IV) REGIME DA SEPARAÇÃO DE BENS E SUA INSERÇÃO NA LEGÍTIMA
Caso o regime seja o da separação total de bens, não vislumbro correta a inserção do cônjuge nos herdeiros necessários, pois, de forma expressa e manifesta, os cônjuges demonstraram sua insatisfação em conjugar e unificar os patrimônios. Portanto, porque haveria a lei nessa hipótese de escolher pelo cônjuge, uma vez que, pelo novo Código Civil será facultadas a escolha e modificação do regime de bens durante a constância do casamento em qualquer momento.
Uma hipótese interessante surge nos casamentos em que o regime foi escolhido sobre esse Código e não mudam o mesmo futuramente, assim, surgiria o direito para os demais herdeiros excluí-la do rol?
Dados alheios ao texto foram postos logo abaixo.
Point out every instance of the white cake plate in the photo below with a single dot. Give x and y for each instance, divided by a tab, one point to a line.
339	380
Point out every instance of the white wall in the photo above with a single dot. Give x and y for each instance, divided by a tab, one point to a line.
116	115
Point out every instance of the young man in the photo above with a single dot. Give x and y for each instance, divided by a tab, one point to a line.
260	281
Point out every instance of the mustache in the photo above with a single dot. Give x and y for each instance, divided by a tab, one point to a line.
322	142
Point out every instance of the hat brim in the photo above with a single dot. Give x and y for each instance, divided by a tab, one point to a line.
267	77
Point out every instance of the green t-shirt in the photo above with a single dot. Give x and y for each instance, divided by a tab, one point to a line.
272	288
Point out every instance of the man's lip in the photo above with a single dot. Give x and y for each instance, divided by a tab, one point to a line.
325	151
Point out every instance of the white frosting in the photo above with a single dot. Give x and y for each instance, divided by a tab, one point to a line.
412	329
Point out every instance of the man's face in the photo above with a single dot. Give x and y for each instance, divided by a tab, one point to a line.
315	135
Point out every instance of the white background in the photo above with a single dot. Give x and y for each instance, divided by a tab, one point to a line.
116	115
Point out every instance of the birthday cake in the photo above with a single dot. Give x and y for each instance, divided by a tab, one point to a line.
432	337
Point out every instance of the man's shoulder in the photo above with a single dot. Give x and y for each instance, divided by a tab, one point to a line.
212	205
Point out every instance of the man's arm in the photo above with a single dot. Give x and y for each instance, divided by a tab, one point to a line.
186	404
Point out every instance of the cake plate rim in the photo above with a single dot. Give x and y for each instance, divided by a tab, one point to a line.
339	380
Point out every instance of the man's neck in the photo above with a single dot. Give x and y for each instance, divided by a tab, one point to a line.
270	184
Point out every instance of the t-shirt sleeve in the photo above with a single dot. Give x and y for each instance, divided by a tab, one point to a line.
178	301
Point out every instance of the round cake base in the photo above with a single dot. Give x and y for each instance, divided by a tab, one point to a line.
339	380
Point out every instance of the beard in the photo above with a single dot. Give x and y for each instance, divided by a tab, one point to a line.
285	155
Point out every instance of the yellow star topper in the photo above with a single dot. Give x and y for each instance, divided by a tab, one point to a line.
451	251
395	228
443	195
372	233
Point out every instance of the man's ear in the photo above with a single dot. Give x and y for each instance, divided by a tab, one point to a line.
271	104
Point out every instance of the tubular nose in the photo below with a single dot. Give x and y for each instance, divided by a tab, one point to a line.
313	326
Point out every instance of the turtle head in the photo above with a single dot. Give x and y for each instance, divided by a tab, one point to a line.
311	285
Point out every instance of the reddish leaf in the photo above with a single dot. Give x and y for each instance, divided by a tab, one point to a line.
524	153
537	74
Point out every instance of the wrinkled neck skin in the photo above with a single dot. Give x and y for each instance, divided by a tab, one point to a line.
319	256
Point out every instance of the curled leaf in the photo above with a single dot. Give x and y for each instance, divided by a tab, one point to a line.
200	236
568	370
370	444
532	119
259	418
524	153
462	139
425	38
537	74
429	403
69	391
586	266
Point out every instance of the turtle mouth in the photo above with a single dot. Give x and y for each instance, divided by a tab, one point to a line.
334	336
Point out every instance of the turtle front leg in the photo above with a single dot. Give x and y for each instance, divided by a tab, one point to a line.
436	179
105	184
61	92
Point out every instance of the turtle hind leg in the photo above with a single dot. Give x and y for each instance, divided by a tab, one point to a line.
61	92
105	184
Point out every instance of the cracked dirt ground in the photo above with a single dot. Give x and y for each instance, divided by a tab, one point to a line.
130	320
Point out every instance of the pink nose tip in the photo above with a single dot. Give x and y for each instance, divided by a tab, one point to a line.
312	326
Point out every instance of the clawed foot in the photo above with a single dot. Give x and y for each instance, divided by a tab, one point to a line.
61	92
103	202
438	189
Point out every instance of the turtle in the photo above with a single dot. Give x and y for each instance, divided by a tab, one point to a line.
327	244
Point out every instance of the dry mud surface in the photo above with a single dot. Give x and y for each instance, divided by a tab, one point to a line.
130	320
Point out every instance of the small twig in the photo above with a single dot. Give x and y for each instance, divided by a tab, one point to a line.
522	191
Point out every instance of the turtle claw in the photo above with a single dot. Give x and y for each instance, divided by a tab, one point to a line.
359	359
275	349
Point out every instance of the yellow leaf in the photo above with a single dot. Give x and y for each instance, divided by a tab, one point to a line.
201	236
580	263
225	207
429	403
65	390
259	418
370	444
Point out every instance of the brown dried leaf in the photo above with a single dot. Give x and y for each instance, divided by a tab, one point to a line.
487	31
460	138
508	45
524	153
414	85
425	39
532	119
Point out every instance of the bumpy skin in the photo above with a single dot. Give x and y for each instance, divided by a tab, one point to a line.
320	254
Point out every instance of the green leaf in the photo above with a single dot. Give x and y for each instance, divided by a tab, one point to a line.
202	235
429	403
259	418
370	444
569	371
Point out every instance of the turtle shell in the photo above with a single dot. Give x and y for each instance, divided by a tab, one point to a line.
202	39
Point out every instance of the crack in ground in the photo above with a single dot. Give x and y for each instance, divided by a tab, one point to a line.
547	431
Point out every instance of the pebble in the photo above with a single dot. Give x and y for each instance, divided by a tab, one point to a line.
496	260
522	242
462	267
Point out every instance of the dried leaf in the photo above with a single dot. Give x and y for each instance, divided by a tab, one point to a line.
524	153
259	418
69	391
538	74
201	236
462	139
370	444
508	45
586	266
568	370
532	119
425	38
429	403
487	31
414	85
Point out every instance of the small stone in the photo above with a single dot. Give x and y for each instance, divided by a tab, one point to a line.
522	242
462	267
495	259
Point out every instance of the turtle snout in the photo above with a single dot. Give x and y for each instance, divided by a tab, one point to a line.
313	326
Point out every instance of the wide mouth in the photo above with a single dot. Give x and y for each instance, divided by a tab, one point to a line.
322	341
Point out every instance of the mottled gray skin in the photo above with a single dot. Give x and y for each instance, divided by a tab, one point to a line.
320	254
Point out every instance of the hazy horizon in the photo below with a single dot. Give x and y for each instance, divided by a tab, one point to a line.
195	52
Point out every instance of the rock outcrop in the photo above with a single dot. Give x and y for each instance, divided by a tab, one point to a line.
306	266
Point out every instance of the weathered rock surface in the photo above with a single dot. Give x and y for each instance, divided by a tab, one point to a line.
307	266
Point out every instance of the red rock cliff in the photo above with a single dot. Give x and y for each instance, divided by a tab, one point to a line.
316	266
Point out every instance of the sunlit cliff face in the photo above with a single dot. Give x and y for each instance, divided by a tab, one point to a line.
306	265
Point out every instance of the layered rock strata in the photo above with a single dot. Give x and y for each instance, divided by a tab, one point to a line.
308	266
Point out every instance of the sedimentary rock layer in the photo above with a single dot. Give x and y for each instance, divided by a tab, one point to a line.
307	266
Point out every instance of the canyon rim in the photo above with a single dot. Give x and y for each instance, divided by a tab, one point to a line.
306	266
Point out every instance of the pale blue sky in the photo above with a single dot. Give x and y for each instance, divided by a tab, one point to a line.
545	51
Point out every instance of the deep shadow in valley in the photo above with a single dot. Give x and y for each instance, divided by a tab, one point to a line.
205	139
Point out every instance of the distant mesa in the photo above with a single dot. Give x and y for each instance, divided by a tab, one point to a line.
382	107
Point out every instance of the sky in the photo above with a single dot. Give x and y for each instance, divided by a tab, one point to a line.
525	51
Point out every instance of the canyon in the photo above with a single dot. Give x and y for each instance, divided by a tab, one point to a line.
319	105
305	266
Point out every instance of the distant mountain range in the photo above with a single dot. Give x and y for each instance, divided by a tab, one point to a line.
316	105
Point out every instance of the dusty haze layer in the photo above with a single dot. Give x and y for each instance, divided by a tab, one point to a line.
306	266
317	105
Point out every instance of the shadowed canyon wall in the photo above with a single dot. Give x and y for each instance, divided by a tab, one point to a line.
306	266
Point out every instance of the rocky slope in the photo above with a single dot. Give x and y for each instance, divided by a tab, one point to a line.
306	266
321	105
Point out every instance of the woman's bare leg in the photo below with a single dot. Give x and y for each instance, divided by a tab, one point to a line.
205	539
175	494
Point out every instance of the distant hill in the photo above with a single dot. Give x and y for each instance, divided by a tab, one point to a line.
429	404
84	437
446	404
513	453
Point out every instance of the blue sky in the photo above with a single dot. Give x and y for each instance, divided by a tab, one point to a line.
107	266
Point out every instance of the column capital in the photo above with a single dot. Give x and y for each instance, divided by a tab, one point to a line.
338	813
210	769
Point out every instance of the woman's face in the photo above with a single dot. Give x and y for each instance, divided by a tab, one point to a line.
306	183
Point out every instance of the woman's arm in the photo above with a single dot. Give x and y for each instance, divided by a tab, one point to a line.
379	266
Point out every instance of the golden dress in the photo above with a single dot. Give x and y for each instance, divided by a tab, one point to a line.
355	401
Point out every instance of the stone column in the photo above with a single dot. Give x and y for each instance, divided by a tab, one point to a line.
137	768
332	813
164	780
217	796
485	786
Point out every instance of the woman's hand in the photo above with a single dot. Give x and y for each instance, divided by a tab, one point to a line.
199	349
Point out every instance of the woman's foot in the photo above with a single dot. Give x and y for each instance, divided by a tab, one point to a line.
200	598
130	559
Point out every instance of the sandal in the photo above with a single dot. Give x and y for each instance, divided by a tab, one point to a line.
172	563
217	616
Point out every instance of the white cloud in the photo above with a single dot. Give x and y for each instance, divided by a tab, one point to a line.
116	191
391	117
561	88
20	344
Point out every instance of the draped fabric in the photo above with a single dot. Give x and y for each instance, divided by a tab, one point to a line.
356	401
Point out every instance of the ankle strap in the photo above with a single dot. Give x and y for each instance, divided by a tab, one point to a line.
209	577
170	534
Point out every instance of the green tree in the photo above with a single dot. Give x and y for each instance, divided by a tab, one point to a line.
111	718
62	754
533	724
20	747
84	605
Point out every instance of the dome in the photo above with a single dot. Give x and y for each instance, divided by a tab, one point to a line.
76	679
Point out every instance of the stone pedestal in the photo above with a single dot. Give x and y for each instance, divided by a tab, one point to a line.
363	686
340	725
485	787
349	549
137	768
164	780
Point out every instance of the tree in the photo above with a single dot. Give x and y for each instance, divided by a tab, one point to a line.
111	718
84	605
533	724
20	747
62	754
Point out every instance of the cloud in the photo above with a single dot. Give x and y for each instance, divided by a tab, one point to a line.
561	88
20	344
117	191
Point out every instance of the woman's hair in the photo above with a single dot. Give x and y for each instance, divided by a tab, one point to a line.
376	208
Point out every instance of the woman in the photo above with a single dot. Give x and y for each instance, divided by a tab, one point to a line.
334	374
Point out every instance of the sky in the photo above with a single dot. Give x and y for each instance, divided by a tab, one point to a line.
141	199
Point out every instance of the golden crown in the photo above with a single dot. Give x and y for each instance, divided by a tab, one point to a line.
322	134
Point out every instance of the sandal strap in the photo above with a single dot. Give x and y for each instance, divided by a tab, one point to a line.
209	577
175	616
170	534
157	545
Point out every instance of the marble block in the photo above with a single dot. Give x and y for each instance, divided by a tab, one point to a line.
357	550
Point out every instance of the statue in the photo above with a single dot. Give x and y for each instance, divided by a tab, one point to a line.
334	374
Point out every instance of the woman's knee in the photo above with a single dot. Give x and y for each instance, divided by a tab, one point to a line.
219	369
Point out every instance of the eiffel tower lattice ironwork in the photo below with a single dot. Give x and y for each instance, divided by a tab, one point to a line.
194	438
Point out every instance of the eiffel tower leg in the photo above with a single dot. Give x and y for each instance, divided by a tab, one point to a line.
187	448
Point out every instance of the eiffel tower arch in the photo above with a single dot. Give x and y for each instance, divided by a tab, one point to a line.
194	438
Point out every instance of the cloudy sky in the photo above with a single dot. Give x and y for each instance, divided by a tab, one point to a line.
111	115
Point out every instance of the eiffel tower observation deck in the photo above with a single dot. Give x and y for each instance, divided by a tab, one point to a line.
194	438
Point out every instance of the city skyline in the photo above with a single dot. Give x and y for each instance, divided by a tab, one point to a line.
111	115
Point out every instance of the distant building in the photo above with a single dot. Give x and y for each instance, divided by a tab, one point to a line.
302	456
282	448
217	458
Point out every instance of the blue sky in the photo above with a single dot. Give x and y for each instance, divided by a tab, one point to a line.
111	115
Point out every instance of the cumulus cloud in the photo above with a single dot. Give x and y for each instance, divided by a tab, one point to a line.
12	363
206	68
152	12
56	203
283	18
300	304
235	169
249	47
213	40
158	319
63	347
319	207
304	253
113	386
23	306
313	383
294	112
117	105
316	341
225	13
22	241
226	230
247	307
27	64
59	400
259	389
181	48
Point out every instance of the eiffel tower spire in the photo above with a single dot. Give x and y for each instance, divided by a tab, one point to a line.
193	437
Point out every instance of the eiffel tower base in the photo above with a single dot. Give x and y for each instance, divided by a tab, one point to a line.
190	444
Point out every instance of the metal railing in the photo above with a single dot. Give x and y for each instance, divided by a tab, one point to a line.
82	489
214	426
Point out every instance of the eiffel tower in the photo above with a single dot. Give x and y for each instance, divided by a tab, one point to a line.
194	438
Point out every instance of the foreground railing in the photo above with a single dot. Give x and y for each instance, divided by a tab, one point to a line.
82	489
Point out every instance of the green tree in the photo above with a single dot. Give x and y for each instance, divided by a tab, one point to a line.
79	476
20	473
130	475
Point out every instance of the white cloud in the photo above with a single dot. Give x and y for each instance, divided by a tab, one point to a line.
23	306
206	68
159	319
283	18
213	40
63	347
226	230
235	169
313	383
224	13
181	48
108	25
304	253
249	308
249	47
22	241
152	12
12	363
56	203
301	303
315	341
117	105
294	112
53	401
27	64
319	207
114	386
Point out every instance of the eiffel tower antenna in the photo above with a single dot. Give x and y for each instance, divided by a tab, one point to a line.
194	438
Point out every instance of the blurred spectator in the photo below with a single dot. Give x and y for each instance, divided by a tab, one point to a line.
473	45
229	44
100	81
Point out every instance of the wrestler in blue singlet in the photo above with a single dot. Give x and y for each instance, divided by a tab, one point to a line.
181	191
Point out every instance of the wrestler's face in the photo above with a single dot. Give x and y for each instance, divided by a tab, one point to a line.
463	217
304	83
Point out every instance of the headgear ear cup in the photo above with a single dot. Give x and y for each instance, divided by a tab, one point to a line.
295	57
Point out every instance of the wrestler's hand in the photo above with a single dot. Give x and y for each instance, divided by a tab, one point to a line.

Entendemos haver uma incompatibilidade entre a lei e a vontade dos cônjuges, que nesse caso deve prevalecer como exceção no direito de família e sucessório, pois ambos protegem a família e evitam possíveis fraudes ao sistema sucessório e a estrutura familiar.
Portanto, não há empecilho legal na sua inserção, apesar da escolha de regime, mas vejo com incoerência a não feitura de uma proibição expressa do legislador, que ainda, facultou a mudança no regime de bens. Mas, deve-se atentar a Súmula 377 do STF que menciona: "No regime da separação lega de bens, comunicam-se os adquiridos na constância do casamento", assim, se resultarem de esforço comum de ambos e o cônjuge desconhecia da faculdade de alterar o regime, entendemos ser justa a sua inserção, mas de outra forma, não.
Concluímos o trabalho, entendendo que o Novo Código Civil está sendo muito coeso, justo, ponderado no seu tratamento com o cônjuge por perceber seu importante papel na vida na sociedade conjugal e na estrutura familiar como fundamento da ordem social e respeito aos preceitos sacramentais da justiça.
V) REFERÊNCIAS BIBLIOGRÁFICAS
I) DINIZ, Maria Helena; Curso de Direito Civil Brasileiro, vol. 5 – Direito de Família; 11ª Ed; Saraiva; SP/SP; 1996.
II) DINIZ, Maria Helena; Curso de Direito Civil Brasileiro, vol. 6 – Direito das Sucessões; 16ª Ed; Saraiva; SP /SP; 2002.
III) MONTEIRO, Washington de Barros; Curso de Direito Civil, vol. 6; 30ª Ed; Saraiva; SP/SP; 1996.
IV) RODRIGUES, Silvio; Direito Civil, vol. 7 – Direito das Sucessões; 20ª Ed; Saraiva; SP /SP; 1995.
Notas
[1] A sigla NCC representa o Novo Código Civil durante o transcorrer do trabalho.
[2] DINIZ, Maria Helena; Curso de Direito Civil Brasileiro, vol. 5 – Direito de Família; 11ª Ed; Saraiva; SP/SP; 1996; p. 34.
[3] DINIZ, Maria Helena; Curso de Direito Civil Brasileiro, vol. 6 – Direito das Sucessões; 16ª Ed; Saraiva; SP /SP; 2002; p. 105.
[4] RODRIGUES, Silvio; Direito Civil, vol. 7 – Direito das Sucessões; 20ª Ed; Saraiva; SP /SP; 1995; p. 77.
[5] MONTEIRO, Washington de Barros; Curso de Direito Civil, vol. 6; 30ª Ed; Saraiva; SP/SP; 1996; p. 83.